Chinese Poetry Society
- Abbreviation: CPS
- Formation: 31 May 1987
- Founder: Qian Changzhao, Zhou Gucheng, Zhao Puchu (advocates)
- Type: National, academic, non-profit organization
- Registration no.: 511000005000079111
- Headquarters: 52 Dongsi Batiao, Dongcheng District, Beijing, China
- Official language: Chinese
- President: Zhou Wenzhang
- Secretary-General: Zhou Da
- Parent organization: China Writers Association

= Chinese Poetry Society =

Social organization in China

The Chinese Poetry Society (CPS; 中华诗词学会) is a national, academic, and non-profit social organization in China. It was established on May 31, 1987, under the advocacy of cultural and literary figures such as Qian Changzhao, Zhou Gucheng, and Zhao Puchu. The society is supervised by the China Writers Association and registered under the Ministry of Civil Affairs of the People's Republic of China.

== History ==
The Chinese Poetry Society was formally founded in Beijing on 31 May 1987. In June 1991, the Society was officially placed under the leadership of the China Writers Association. On 23 February 1999, the first Secretariat Office Meeting was held.

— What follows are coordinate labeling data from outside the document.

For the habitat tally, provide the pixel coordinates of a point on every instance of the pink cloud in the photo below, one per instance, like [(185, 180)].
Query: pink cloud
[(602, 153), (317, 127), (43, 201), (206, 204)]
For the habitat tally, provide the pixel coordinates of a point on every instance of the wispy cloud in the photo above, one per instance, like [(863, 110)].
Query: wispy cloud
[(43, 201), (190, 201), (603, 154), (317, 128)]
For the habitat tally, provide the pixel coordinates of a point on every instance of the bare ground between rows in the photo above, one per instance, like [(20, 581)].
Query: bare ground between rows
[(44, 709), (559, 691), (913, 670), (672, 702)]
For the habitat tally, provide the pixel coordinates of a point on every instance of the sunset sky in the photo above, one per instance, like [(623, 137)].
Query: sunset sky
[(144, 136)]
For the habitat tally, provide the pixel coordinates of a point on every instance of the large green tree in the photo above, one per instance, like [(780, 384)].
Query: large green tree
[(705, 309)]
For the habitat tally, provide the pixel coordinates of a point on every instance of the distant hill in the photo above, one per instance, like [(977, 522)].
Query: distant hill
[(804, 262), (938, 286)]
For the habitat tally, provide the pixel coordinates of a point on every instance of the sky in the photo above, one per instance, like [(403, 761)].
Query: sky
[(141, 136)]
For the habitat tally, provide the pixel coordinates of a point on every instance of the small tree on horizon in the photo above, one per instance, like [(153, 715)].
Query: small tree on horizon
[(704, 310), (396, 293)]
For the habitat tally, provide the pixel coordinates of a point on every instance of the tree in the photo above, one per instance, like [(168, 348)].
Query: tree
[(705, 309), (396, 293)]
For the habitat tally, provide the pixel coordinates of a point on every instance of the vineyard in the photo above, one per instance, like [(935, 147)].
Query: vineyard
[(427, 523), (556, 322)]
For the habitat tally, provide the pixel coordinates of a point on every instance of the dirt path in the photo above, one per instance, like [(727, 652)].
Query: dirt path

In June 1991, the Society was officially placed under the leadership of the China Writers Association. On February 23, 1999, the first Secretariat Office Meeting was convened. From December 8 to 10, 2004, the Second National Members’ Congress was held in Beijing. On September 28, 2005, the second meeting of the Standing Council (2nd term) took place in Binzhou, Shandong. On September 20, 2006, the third meeting of the Standing Council (2nd term) was held in Jincheng, Shanxi. From August 20 to 21, 2015, the Fourth National Members’ Congress was convened in Beijing. On October 16, 2016, the second meeting of the Standing Council (4th term) was held in You County, Hunan. On November 30, 2020, the Fifth National Members’ Congress was convened.